O documento descreve como o ex-morador usou um pedaço de madeira para arrombar o cadeado e entrar no prédio, além de ter feito ameaças de morte a Allana e às outras mulheres.

“Eles ficaram dois dias aqui nos aterrorizando, diziam que iam matar a pauladas as coordenadoras da ocupação. Foram dois dias de muito terror,  até hoje nós estamos sofrendo porque continuamos recebendo ameaças até mesmo de incêndio no prédio. Lembrando que aqui é um prédio da universidade e tem documentos, material extremamente inflamável.”

Para Allana, a invasão ocorreu devido ao interesse dos homens em residir na ocupação, após correr o boato de que o governo federal apoiaria a reforma e transferência do imóvel para as famílias. De acordo com ela, o próprio reitor da UFS, Valter Santana, estaria em conformidade com a doação.

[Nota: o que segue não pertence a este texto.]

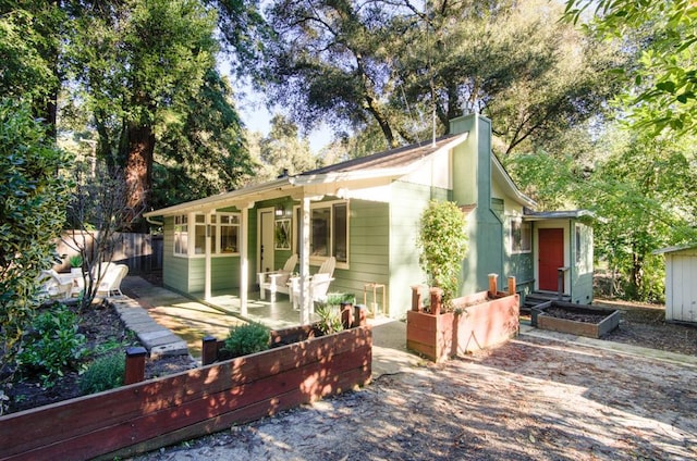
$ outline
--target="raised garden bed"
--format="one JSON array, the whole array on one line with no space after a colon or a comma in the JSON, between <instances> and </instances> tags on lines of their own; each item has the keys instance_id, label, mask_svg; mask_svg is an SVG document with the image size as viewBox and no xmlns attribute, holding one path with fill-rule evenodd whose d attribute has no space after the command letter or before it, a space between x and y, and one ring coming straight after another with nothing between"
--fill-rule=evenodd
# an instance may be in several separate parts
<instances>
[{"instance_id":1,"label":"raised garden bed","mask_svg":"<svg viewBox=\"0 0 697 461\"><path fill-rule=\"evenodd\" d=\"M454 312L406 313L406 347L435 362L501 344L518 333L519 297L480 291L453 301Z\"/></svg>"},{"instance_id":2,"label":"raised garden bed","mask_svg":"<svg viewBox=\"0 0 697 461\"><path fill-rule=\"evenodd\" d=\"M600 338L620 326L620 311L547 301L531 309L530 323L540 329Z\"/></svg>"},{"instance_id":3,"label":"raised garden bed","mask_svg":"<svg viewBox=\"0 0 697 461\"><path fill-rule=\"evenodd\" d=\"M371 362L365 325L0 416L0 459L133 456L366 385Z\"/></svg>"}]
</instances>

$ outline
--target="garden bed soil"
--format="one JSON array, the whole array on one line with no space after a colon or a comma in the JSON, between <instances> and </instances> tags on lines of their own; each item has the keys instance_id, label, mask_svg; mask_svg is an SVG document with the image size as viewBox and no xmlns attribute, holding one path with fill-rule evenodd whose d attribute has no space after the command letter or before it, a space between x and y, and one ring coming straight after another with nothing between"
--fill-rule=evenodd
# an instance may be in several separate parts
<instances>
[{"instance_id":1,"label":"garden bed soil","mask_svg":"<svg viewBox=\"0 0 697 461\"><path fill-rule=\"evenodd\" d=\"M72 309L75 307L73 306ZM137 338L124 326L115 310L107 303L93 306L81 313L80 319L80 333L86 337L87 350L94 351L108 342L123 342L124 346L121 349L125 353L127 346L140 346ZM191 356L147 358L145 378L166 376L196 366L197 362ZM17 374L14 382L0 384L0 390L9 397L4 414L28 410L80 397L80 373L77 371L65 373L50 388L41 387L38 376Z\"/></svg>"},{"instance_id":2,"label":"garden bed soil","mask_svg":"<svg viewBox=\"0 0 697 461\"><path fill-rule=\"evenodd\" d=\"M620 326L620 311L616 309L548 301L531 311L533 326L551 332L601 338Z\"/></svg>"},{"instance_id":3,"label":"garden bed soil","mask_svg":"<svg viewBox=\"0 0 697 461\"><path fill-rule=\"evenodd\" d=\"M636 306L615 301L599 301L600 307L621 311L620 327L602 339L668 352L697 356L697 326L665 323L664 309L653 306ZM98 306L87 312L81 323L90 348L110 338L124 338L127 331L113 309ZM146 361L146 378L164 376L195 367L197 362L188 356L163 357ZM12 411L40 407L80 395L77 373L69 373L51 389L42 389L38 379L27 379L0 387L5 395L21 396L12 403Z\"/></svg>"},{"instance_id":4,"label":"garden bed soil","mask_svg":"<svg viewBox=\"0 0 697 461\"><path fill-rule=\"evenodd\" d=\"M697 329L687 332L694 347ZM696 376L694 366L519 336L135 461L697 459Z\"/></svg>"}]
</instances>

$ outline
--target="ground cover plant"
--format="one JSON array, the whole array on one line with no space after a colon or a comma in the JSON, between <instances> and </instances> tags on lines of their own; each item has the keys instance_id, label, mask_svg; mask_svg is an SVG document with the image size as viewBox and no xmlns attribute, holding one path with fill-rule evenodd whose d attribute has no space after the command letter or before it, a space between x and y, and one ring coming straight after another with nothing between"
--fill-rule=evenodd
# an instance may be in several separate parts
<instances>
[{"instance_id":1,"label":"ground cover plant","mask_svg":"<svg viewBox=\"0 0 697 461\"><path fill-rule=\"evenodd\" d=\"M0 414L106 390L123 383L125 350L140 346L140 342L124 326L119 314L107 303L93 304L86 310L77 309L76 304L58 306L46 307L37 315L37 322L28 334L35 337L34 346L23 350L25 361L22 364L13 364L16 369L14 375L5 373L0 376L3 378L0 384ZM69 324L69 320L72 323ZM40 335L37 327L42 332ZM38 351L39 345L48 345L47 350ZM4 361L5 357L0 359ZM59 366L60 363L65 365ZM50 373L46 365L50 366ZM146 378L176 373L194 365L188 356L147 359Z\"/></svg>"}]
</instances>

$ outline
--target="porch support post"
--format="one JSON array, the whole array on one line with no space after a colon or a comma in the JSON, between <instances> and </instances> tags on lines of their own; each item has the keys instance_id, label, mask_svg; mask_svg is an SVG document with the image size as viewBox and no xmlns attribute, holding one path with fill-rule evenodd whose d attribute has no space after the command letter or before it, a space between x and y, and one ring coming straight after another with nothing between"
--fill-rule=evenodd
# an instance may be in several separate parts
<instances>
[{"instance_id":1,"label":"porch support post","mask_svg":"<svg viewBox=\"0 0 697 461\"><path fill-rule=\"evenodd\" d=\"M211 210L206 213L206 262L204 269L204 299L209 300L211 297L210 294L210 278L211 278L211 252L212 252L212 232L211 232L211 221L212 216L216 214L216 210Z\"/></svg>"},{"instance_id":2,"label":"porch support post","mask_svg":"<svg viewBox=\"0 0 697 461\"><path fill-rule=\"evenodd\" d=\"M240 315L247 315L247 289L249 287L249 209L254 202L242 207L240 226Z\"/></svg>"},{"instance_id":3,"label":"porch support post","mask_svg":"<svg viewBox=\"0 0 697 461\"><path fill-rule=\"evenodd\" d=\"M309 288L309 197L303 197L301 215L301 325L309 324L310 302Z\"/></svg>"}]
</instances>

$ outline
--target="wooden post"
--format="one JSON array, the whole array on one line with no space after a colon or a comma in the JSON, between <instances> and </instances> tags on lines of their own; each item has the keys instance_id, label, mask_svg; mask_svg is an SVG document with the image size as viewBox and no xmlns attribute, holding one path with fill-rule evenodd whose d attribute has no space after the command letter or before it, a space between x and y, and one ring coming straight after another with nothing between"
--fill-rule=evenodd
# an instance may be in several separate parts
<instances>
[{"instance_id":1,"label":"wooden post","mask_svg":"<svg viewBox=\"0 0 697 461\"><path fill-rule=\"evenodd\" d=\"M145 356L148 351L144 347L130 347L126 349L126 371L123 384L134 384L145 381Z\"/></svg>"},{"instance_id":2,"label":"wooden post","mask_svg":"<svg viewBox=\"0 0 697 461\"><path fill-rule=\"evenodd\" d=\"M509 295L515 295L515 277L509 277Z\"/></svg>"},{"instance_id":3,"label":"wooden post","mask_svg":"<svg viewBox=\"0 0 697 461\"><path fill-rule=\"evenodd\" d=\"M351 328L352 325L352 312L353 303L352 302L342 302L341 304L341 324L344 326L344 329Z\"/></svg>"},{"instance_id":4,"label":"wooden post","mask_svg":"<svg viewBox=\"0 0 697 461\"><path fill-rule=\"evenodd\" d=\"M443 303L443 289L439 287L433 287L430 289L431 295L431 314L439 315L440 308Z\"/></svg>"},{"instance_id":5,"label":"wooden post","mask_svg":"<svg viewBox=\"0 0 697 461\"><path fill-rule=\"evenodd\" d=\"M498 283L499 274L489 274L489 297L496 298L498 291Z\"/></svg>"},{"instance_id":6,"label":"wooden post","mask_svg":"<svg viewBox=\"0 0 697 461\"><path fill-rule=\"evenodd\" d=\"M353 307L353 326L366 326L366 307L356 304Z\"/></svg>"},{"instance_id":7,"label":"wooden post","mask_svg":"<svg viewBox=\"0 0 697 461\"><path fill-rule=\"evenodd\" d=\"M557 270L557 299L562 299L564 296L564 271L566 271L566 267Z\"/></svg>"},{"instance_id":8,"label":"wooden post","mask_svg":"<svg viewBox=\"0 0 697 461\"><path fill-rule=\"evenodd\" d=\"M424 306L424 285L412 285L412 310L421 312Z\"/></svg>"},{"instance_id":9,"label":"wooden post","mask_svg":"<svg viewBox=\"0 0 697 461\"><path fill-rule=\"evenodd\" d=\"M209 365L218 360L218 339L212 336L204 337L201 351L200 351L200 361L204 365Z\"/></svg>"}]
</instances>

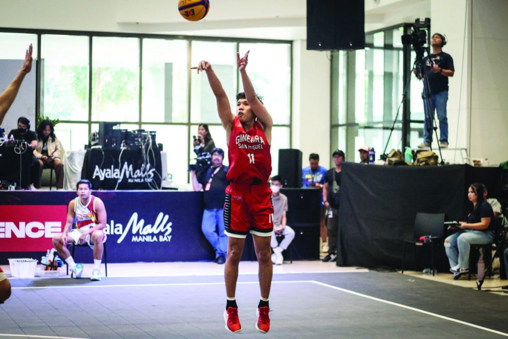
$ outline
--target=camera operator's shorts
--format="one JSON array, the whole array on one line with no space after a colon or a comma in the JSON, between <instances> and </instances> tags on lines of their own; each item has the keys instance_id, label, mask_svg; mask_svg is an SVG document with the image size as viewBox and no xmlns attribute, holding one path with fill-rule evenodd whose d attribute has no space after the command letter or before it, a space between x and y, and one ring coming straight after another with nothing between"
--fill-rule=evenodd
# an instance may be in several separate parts
<instances>
[{"instance_id":1,"label":"camera operator's shorts","mask_svg":"<svg viewBox=\"0 0 508 339\"><path fill-rule=\"evenodd\" d=\"M245 238L247 233L271 236L273 232L272 190L266 183L259 185L231 182L226 189L225 233Z\"/></svg>"},{"instance_id":2,"label":"camera operator's shorts","mask_svg":"<svg viewBox=\"0 0 508 339\"><path fill-rule=\"evenodd\" d=\"M83 226L81 228L75 228L72 231L67 233L67 236L71 237L71 238L72 238L73 240L74 240L74 243L76 244L78 244L78 240L79 240L79 237L81 236L81 234L83 234L83 232L90 229L90 226L87 225L86 226ZM90 234L92 234L93 233L93 232L90 233L90 234L87 234L86 235L86 237L85 238L85 242L87 243L88 244L88 246L89 246L90 248L91 248L92 250L93 249L93 244L90 243ZM107 236L106 236L106 232L104 232L104 230L102 230L102 234L103 234L102 243L104 243L105 242L106 242L106 239L108 237Z\"/></svg>"}]
</instances>

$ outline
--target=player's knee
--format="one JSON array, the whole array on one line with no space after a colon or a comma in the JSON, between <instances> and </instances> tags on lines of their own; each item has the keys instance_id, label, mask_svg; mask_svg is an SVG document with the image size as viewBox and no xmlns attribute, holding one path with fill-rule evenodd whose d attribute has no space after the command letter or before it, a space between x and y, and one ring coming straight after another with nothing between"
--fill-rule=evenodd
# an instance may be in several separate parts
<instances>
[{"instance_id":1,"label":"player's knee","mask_svg":"<svg viewBox=\"0 0 508 339\"><path fill-rule=\"evenodd\" d=\"M102 238L104 237L102 231L101 230L98 230L94 231L93 233L92 233L92 239L93 239L93 242L94 243L99 243L99 242L102 242Z\"/></svg>"},{"instance_id":2,"label":"player's knee","mask_svg":"<svg viewBox=\"0 0 508 339\"><path fill-rule=\"evenodd\" d=\"M58 244L60 243L60 239L61 238L61 233L53 237L53 238L51 239L51 242L53 243L53 247L56 248L56 247L58 245Z\"/></svg>"}]
</instances>

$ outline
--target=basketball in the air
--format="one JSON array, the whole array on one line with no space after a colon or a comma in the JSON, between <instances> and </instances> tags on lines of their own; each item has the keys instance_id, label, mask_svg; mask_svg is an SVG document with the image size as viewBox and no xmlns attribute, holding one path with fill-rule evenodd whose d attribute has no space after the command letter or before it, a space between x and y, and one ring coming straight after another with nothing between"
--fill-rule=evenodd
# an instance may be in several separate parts
<instances>
[{"instance_id":1,"label":"basketball in the air","mask_svg":"<svg viewBox=\"0 0 508 339\"><path fill-rule=\"evenodd\" d=\"M185 20L197 21L208 14L210 2L208 0L179 0L178 12Z\"/></svg>"}]
</instances>

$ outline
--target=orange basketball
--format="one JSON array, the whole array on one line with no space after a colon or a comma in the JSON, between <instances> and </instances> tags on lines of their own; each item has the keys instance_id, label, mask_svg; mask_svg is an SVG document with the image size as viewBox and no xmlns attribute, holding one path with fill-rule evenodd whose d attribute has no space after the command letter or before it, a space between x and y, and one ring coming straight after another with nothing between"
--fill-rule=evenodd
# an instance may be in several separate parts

 A UFS foi consultada para prestar informações sobre o possível processo de doação do prédio, mas não houve retorno. 

Sobre a instalação de novos indivíduos na ocupação, Allana declara: “O movimento possui regras; não é justo com as pessoas que estão realmente lutando. Se alguém quiser vir morar aqui, primeiro precisa participar de algumas reuniões para compreender o que é o movimento social.”

Ela também reforça que não aceitar novos moradores sem que antes eles passem por esse processo é uma questão de segurança. De acordo com Allana, uma das moradoras foi vítima de violência de seu ex-companheiro e mesmo após acionar a lei maria da penha, segue sofrendo ameaças.

“Uma das mulheres tem uma medida protetiva contra um dos invasores e pela manhã, foi acordada com marretadas na parede do seu quarto que tem uma parede que dá pra rua. Desde então, todas as famílias estão em estado de alerta.”

“Esse tipo de atitude não colabora com o bem-estar de uma vida coletiva. Porque nós temos várias regras, por exemplo, aqui não pode ter uso de drogas ou bebida alcoólica, não toleramos agressão contra a mulher e nenhum tipo de briga.” reforça Allana.

Maternar na João Mulungu

A João Mulungu é totalmente liderada por mulheres, e a maior parte dos residentes também são do gênero feminino, muitas delas mães que criam seus filhos sem a presença paterna. Como é o caso de Luzi Santos.

Ela é mãe de duas crianças, uma delas neuroatípica. De acordo com o relato de Luzi, a tentativa de invasão a Ocupação deixou seu filho desestabilizado emocionalmente.

“Do dia do ocorrido pra cá, ele tá mais agressivo, não dorme direito, porque lembra do acontecimento e fica com medo.”

Luzi conta que não sabe o diagnóstico do seu filho, porque o tempo de espera para conseguir um acompanhamento contínuo no Centro de Atenção Psicossocial de Aracaju (CAPS) é muito longo. Ela também relata dificuldades de locomoção.

“Tenho tentado buscar um psicólogo ou um neuro(psicólogo) para entender o processo que ele está vivendo. Eu fui ao Caps durante três meses seguidos,  mas não tive como continuar por causa do financeiro,  não tenho como pagar transporte.”

Ela, assim como quase todas as famílias da ocupação, vivem de doações ou do dinheiro do bolsa família. O MLB também produz canecas, bolsas, e camisetas para arrecadar dinheiro para prestar assistência às famílias.

Sendo sem-teto, as mulheres da ocupação relatam dificuldades para encontrar emprego, não tem onde deixar seus filhos para ir trabalhar e ainda enfrentam diariamente a incerteza de conviver com a possibilidade de uma nova reintegração de posse A Mangue Jornalismo procurou a assessoria da  Secretaria de Estado da Assistência Social e Cidadania (SEASC) , responsável pela Diretoria de Direitos Humanos, mas não obteve respostas até a publicação da reportagem.